Did LG save Android before it began?
18th Aug 2011 | 10:38
Korean's balking at Android deal might have been catalyst
The name LG could have been as synonymous with Google's OS as HTC, according to an article on Android founder Andy Rubin.
The Wall Street Journal (subscription required) has published a look at the rise of the operating system - and the most interesting fact claimed is that LG backed out of a deal to be the primary partner for Android in 2007.
HTC brought the first three Android phones to market and now enjoys a status as one of the world's largest smartphone makers, whereas LG is struggling to make waves in the same industry.
It's an interesting point of conjecture - did LG lose out, or did Google and Android really win big by not having the Korean firm as a primary partner?
I'd have to go with the latter - we've seen LG's propensity to make sub-par phones when it comes to user interfaces (S-Class' spinning cube UI combined with a resistive touchscreen was never going to set the world on fire).

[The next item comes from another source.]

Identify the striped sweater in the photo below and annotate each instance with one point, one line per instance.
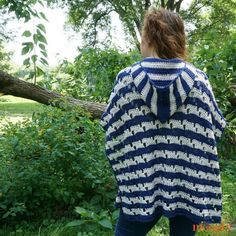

At the time when HTC was launching its Android smartphone brigade LG was still betting big on feature phones - the Viewty, Arena and Chocolate range were its take on next-gen phones and never really catapulted LG to market leader.
Whereas HTC became an integral player in the development of Android - John Wang, HTC's chief marketing officer once told me, "We had HTC employees running around the Google campus, wearing Google badges and eating Google food well before the first Android announcement."
Compromise is key
Therein lies the difference in my opinion: HTC was willing to work with Google (perhaps as a more acquiescent partner) to help build the correct hardware around Google's Android vision - it's hard to see LG not wanting to stamp its own authority all over the project and ruined the early simplicity of the UI with flying dodecahedrons or something.
Fast forward five years, and we're seeing accolades aplenty for HTC with the likes of the Desire and Sensation - and LG is pushing hard to capture the market with its Optimus range, ironically using Android as its primary operating system.
The article also claims that Android, now the world's largest smartphone operating system, nearly went out of business back in 2003 (prior to being acquired by Google) as Rubin struggled to get funding for the futuristic project.
It was only in a meeting with Google founders Sergei Brin and Larry Page, fans of Rubin's Sidekick phone project with Danger, that the possibilities were outlined and the Android gravy train pulled out of the station - which would probably mean Apple's iOS would have more market share than it could shake a stick at now, and Nokia would still be claiming that Symbian was a world-beating OS.